Phlox’s ministrations were thankfully soon over.  His ribs swathed in supporting bandages, his cuts sealed up and his right eye piratically decorated with an osmotic eel which he complained about so much that the doctor finally threatened to sedate him if he didn’t keep quiet, Malcolm let himself relax as much as it was possible to do while the ship was still in danger and he had a slimy Thing sitting on his face.

 

Bernhard kept him informed, though under the doctor’s stern eye his messages were kept short and to the point.  When at last the lieutenant received the information that the captain had been safely restored and the ship was back under their own control, he finally managed to nod off, though his dreams were filled with uneasy images of fingers lightly touching his face without permission.  Give it its due, once it had settled down and started feeding on his bruises the eel was a quiet passenger, but the view through the eye underneath it was disconcerting to say the least.

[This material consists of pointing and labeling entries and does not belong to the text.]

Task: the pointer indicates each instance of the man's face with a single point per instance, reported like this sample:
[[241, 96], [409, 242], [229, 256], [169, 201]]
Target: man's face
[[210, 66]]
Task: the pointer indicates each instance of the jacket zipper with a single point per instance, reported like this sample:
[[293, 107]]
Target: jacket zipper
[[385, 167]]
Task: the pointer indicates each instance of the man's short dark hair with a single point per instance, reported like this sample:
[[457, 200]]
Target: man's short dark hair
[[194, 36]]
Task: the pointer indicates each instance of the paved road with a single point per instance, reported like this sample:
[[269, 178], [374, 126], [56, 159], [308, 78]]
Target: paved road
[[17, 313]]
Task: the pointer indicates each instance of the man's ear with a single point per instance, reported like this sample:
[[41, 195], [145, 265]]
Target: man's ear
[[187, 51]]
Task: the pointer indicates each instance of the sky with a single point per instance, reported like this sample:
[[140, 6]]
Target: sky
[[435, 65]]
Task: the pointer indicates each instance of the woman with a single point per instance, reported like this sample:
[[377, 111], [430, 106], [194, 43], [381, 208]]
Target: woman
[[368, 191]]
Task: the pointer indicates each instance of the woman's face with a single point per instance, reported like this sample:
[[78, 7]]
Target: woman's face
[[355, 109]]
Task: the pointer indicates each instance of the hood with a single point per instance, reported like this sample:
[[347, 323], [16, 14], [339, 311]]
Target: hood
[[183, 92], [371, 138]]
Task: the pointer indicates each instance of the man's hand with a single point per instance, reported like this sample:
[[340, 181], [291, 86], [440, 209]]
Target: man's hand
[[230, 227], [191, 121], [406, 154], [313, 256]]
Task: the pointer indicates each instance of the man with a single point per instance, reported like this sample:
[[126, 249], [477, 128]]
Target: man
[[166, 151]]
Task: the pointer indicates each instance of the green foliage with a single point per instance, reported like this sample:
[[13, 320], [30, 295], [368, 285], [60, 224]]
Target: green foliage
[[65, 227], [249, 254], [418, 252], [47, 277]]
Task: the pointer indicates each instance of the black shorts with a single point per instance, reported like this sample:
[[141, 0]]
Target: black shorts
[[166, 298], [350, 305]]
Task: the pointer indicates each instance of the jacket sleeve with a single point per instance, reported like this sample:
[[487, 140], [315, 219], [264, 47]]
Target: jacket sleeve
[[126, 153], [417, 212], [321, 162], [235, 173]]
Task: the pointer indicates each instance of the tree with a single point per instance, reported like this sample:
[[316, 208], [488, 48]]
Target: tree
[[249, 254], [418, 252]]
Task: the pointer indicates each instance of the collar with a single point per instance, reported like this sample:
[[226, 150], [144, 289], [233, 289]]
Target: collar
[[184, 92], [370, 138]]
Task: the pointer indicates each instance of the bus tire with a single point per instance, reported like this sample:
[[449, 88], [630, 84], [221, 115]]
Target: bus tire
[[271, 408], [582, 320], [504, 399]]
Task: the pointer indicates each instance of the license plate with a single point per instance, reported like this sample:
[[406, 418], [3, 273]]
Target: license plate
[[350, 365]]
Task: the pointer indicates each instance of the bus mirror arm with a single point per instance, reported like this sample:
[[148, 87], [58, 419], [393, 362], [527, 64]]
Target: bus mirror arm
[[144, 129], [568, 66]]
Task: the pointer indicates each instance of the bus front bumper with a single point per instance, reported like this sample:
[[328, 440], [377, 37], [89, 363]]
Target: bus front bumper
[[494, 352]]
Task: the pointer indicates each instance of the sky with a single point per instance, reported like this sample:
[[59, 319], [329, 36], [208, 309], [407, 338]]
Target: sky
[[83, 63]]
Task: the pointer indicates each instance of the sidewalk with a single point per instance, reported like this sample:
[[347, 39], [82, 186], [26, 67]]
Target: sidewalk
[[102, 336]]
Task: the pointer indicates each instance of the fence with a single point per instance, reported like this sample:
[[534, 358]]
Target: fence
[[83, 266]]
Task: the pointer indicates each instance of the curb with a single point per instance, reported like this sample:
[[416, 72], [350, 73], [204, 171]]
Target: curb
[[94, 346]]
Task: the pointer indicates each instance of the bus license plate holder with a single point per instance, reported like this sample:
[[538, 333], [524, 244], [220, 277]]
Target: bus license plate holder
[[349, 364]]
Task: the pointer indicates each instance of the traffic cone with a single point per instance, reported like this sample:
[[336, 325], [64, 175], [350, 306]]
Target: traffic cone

He didn’t know what woke him, although even in ordinary circumstances he was a light sleeper; he wasn’t aware of having heard anything, but he had a visitor.  Hoshi was standing irresolutely beside his bed.  She must have been here for a few minutes, because Phlox was pottering among his menagerie with the air of one who has said all he means to say regarding the patient’s condition and is now content to let events take their course.

His mind immediately went back to the moment he’d opened his cabin door earlier on to let her in.  The colour washed up in his face so fast it was surprising that the eel didn’t choke on the surge.

It would be difficult to tell which of them was more embarrassed.  Admittedly, a lot of his came from the memory of some of the extremely inappropriate thoughts that had popped into his mind since – mostly along the lines of wishing there’d been some valid excuse for him to demand a formal gesture of surrender.  This not being at all the sort of thing a correctly brought up British officer ought to wish, he’d done his best to push them into the back of his mind.  Now, however, with the ensign in front of him – now restored to respectability in the clothing department, though a treacherous, drug-addled part of him whispered  _‘unfortunately’ –_ he was almost as uncomfortable as he’d been on that mortifying occasion when he’d mistakenly thought she was coming on to him.

“Ensign?  Are you all right?” he asked.  He couldn’t imagine why she was here.

“Sir.  I just ... I just wanted to apologize for the way I spoke to you when I came to your quarters.”  The blush deepened to crimson.  “And for ... for the way I behaved in the Mess the other day.”

“Ah.”  He struggled to maintain the expression of appropriate severity for about twenty seconds, and then he lost the battle.  A grin spread over his face, one which widened still further at Hoshi’s look of relieved amazement.  What was she expecting him to do, issue a formal reprimand?  “Well, I’d rather you didn’t make a habit of pulling faces at me in public.  But as for this morning, I think the circumstances were more than enough excuse.  In fact, if anyone should be apologising, it’s me.  I should have reacted quicker instead of standing there goggling.”

“Well, it’s not every day you get a member of the crew turning up on your doorstep half-naked.”  She clapped a hand over her mouth, too late.  “Sir, I’m sorry – I don’t believe I said that!”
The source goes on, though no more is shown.